Binbaşı sert adımlarla alanı terk ettiğinde Begüm her zaman ki gibi yere atmıştı kendini. Diğerleri de buldukları kenarlara geçmişlerdi.

"Çatal! Gel oğlum buraya."

Taha dizlerine vurarak Çatal'ı yanına çağırdığında bir yandan fazla efor harcamış Çatal'ın yemini ve suyunu ayarlıyordu, bir yandan da Mustafa Ali'ye laf atıyordu.

"Devrem. Tekrar harbiyeli olduk lan. Şuna bak. Gözüm kapalı geçtiğim tatbikatı bu hafta ikinci yapışım."

O sırada Sinan kendi zulasından yine yiyecek bir şeyler çıkarmıştı. Çatal her ne kadar Sinan'ın elindeki poşetin hışırtısına kulak kesilse de Taha'nın tek bir komutu ile dikkatini kesmek zorunda kalmıştı.

"Yemin ediyorum bir gün yakalanacaksın. Askerliğin başlamadan bitecek."

Sinan yine umursamadı söylenileni. "Unutmayın ki Begüm Komutanım, bana hiç bir şey olmaz.
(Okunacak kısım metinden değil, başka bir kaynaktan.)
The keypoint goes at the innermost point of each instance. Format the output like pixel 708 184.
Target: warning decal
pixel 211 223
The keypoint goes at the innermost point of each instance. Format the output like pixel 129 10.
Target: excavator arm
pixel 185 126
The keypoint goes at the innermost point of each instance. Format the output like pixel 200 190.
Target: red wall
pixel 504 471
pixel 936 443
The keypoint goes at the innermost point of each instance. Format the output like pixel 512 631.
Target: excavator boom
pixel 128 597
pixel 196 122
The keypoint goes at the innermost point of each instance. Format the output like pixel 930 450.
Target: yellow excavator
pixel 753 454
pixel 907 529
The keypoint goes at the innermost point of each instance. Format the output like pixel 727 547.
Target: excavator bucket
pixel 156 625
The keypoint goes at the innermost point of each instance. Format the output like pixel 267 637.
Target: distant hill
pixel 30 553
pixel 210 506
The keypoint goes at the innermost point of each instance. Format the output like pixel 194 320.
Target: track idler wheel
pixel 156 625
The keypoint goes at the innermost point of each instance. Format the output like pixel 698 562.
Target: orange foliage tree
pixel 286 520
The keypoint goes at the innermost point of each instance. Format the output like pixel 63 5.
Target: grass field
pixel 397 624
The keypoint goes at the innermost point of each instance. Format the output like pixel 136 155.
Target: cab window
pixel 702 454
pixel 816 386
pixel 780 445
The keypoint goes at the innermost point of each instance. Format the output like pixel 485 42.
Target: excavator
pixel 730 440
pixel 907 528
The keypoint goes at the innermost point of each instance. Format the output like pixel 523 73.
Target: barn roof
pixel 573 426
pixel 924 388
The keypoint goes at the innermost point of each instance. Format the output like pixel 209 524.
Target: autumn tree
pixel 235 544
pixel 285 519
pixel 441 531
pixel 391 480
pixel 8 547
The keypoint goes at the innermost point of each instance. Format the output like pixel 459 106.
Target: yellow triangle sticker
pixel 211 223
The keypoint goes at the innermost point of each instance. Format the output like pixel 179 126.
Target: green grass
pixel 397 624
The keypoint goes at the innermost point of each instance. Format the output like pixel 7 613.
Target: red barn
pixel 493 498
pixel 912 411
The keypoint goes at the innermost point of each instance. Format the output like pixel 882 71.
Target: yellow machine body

Buyurun siz de yiyin."

Begüm gülümseyerek uzandı krakerlere. O sırada gözü kendi kendine söylenmeye başlayan Korkut'a kaymıştı.
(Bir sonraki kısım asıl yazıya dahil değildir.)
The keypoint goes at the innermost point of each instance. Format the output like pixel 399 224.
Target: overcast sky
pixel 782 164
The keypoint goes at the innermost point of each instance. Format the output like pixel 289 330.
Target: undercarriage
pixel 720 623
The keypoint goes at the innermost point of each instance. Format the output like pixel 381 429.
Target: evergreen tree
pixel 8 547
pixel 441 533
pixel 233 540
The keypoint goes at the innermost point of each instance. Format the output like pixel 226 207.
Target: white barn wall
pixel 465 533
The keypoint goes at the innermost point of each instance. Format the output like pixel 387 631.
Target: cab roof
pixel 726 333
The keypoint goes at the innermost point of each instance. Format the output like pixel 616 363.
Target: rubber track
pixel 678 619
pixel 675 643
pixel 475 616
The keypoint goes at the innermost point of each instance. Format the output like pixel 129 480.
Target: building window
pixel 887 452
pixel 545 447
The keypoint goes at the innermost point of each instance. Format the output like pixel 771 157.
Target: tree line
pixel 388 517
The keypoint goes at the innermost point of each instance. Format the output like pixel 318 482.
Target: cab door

"Bir planı var. Yoksa bu kadar abartmazdı."

Sinan masum bakışlarını komutanına çevirmişti. Çardağın sırtına oturmuş, dirseklerini dizlerine dayayan Korkut'a ikna edici bir ses tonu ile açıklama yapmak istemişti.

"Valla bir planım yok komutanım. Acıkmışt..."
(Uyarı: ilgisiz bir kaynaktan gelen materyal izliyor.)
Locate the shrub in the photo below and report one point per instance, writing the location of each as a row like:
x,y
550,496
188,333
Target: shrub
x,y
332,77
Sinan'ın sözlerini kesen Korkut'un bakışları olmuştu. "Sinan. Sana diyor olabilir miyim sence? Binbaşından bahsediyorum. "

Sinan'ın kaşları kalkarken merakı daha çok artmıştı. Komutanının bu bilgiyi vermiş olmasına güvenerek yine içindekileri tutamamıştı.  Kısık bir sesle sordu. "Ne gibi bir plan komutanım?"

Korkut gözlerini kısıp biraz öne eğildi ve eli ile gel gel yaptı. Bir yandan da duyan var mı diye etrafa bakıyordu. Sinan kendisini ele geçiren merak duygusu ile komutanına yaklaştı. Korkut komutanının vereceği malumat önemli olsa gerekti.

"Benden duyduğunu kimseye söyleme ama seni en kısa sürede yüzbaşı yapacakmış. O yüzden bu tatbikatlar. Bakmış ne kadar zeki bu çocuk, harcanmasın asteğmen üsteğmen hemen yüzbaşı yapalım demiş."

Bir süre düşündü Sinan. Yavaş yavaş rütbelileri kahkaha atmaya başladığında geri çekildi hayal kırıklığı ile. Çok sevdiği Begüm komutanı bile gülüyordu.